Le lait maternel est considéré comme assurant une très bonne protection du nourrisson contre le rotavirus pendant toute la durée d’un allaitement intégral. Malheureusement, le taux d’allaitement reste trop faible en France, constate le CSHPF. Il estime que si nous faisions aussi bien que la Norvège où plus de 40% des enfants sont encore allaités à l’âge de neuf mois, nous pourrions éviter 8000 cas de diarrhées et 1000 hospitalisations par an.
Un vaccin trop cher
Le rapport coût-efficacité chez le nourrisson a été étudié par l’InVS avec l’appui du Centre Hospitalier de Tourcoing. La modélisation réalisée indique qu’avec une couverture vaccinale de 75% le vaccin permettrait d’éviter 89 000 cas de diarrhée aiguë, 10 500 hospitalisations et 8 décès par an chez les enfants de moins de 3 ans. L’ensemble des doses vaccinales coûte 150 euros. En ajoutant au coût de la vaccination le coût des cas non évités par elle, la charge financière est évaluée à 95 millions d’euros, soit un surcoût de 68 millions d’euros par rapport aux dépenses actuelles pour la prise en charge des cas. L’étude conclut qu’à moins de réduire de façon importante le coût du vaccin cette stratégie a un rapport coût-efficacité peu favorable.
Plutôt réhydrater que vacciner
Aussi, la recommandation du CSHPF dans son avis du 5/12/2006 recommande de différer la vaccination systématique des enfants de moins de 6 mois mais d’assurer la prise en charge optimale des gastro-entérites aiguës dont le financement devra être prévu, la réhydratation orale, la réalimentation dans les premières heures.
Il recommande aussi d’améliorer les conditions d’hospitalisation
pour limiter le risque nosocomial ainsi que le temps d’attente des nourrissons
chez les médecins libéraux.
Effets indésirables individuels et épidémiologiques
Ils sont sans doute encore mal connus puisque le CSHPF recommande, avant d’envisager la recommandation systématique, d’avoir un recul suffisant sur les effets indésirables éventuels d’une vaccination de masse qui est actuellement proposée aux USA, au Venezuela, au Brésil, à Panama et en Autriche. Il recommande aussi d’avoir des données sur l’évolution écologique des rotavirus à la suite de la mise en place de cette vaccination généralisée.

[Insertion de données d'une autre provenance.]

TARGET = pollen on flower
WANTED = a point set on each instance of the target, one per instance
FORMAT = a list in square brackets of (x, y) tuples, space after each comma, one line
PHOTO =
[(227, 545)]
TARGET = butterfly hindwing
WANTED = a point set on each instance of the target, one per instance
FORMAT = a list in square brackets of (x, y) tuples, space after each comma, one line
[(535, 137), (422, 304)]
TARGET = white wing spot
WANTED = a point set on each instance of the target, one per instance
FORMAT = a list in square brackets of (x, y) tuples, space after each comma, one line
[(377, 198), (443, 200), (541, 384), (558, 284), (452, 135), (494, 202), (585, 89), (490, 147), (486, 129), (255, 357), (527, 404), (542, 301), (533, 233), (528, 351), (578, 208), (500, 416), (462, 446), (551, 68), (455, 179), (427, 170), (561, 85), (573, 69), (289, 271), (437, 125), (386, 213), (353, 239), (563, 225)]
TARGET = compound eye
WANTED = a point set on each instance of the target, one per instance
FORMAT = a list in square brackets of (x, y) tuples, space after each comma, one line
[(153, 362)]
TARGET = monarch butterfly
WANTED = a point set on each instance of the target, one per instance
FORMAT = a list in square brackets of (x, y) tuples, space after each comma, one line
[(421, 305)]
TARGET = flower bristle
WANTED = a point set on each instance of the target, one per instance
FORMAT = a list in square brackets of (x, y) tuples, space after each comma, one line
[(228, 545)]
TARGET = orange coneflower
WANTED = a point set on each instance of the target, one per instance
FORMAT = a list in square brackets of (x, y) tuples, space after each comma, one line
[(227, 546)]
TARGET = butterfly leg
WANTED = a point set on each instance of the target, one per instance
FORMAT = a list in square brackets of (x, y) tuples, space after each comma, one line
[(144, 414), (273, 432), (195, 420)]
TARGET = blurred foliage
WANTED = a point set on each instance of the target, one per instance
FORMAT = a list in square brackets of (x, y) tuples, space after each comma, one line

Faire échec à la transmission
La transmission se fait en consommant de la nourriture ou des boissons contaminées ou lorsqu’on entre en contact avec les selles ou vomissements d’une personne malade et qu’ensuite on prépare un repas sans s’être lavé soigneusement les mains. Elle peut se faire directement de personne à personne ou par le relais de jouets, d’objets ou de surfaces contaminés.
Constatons une fois de plus que la lutte contre une maladie ne demande pas forcément de devenir résistant à la contamination par un moyen ou un autre (vaccin ou lait maternel par exemple) mais de s’efforcer aussi et peut-être d’abord et surtout, de réduire les risques de transmission en sachant comment elle se produit le plus souvent. Il ne faut pas oublier que la seule maladie humaine ayant été éradiquée, la variole, le fut davantage en réduisant les contaminations par l’isolement des malades et des contacts qu’en rendant les individus résistants par la vaccination (voir l’article catégorie variole). Il en va de même chez l’animal pour la tuberculose, la fièvre aphteuse etc.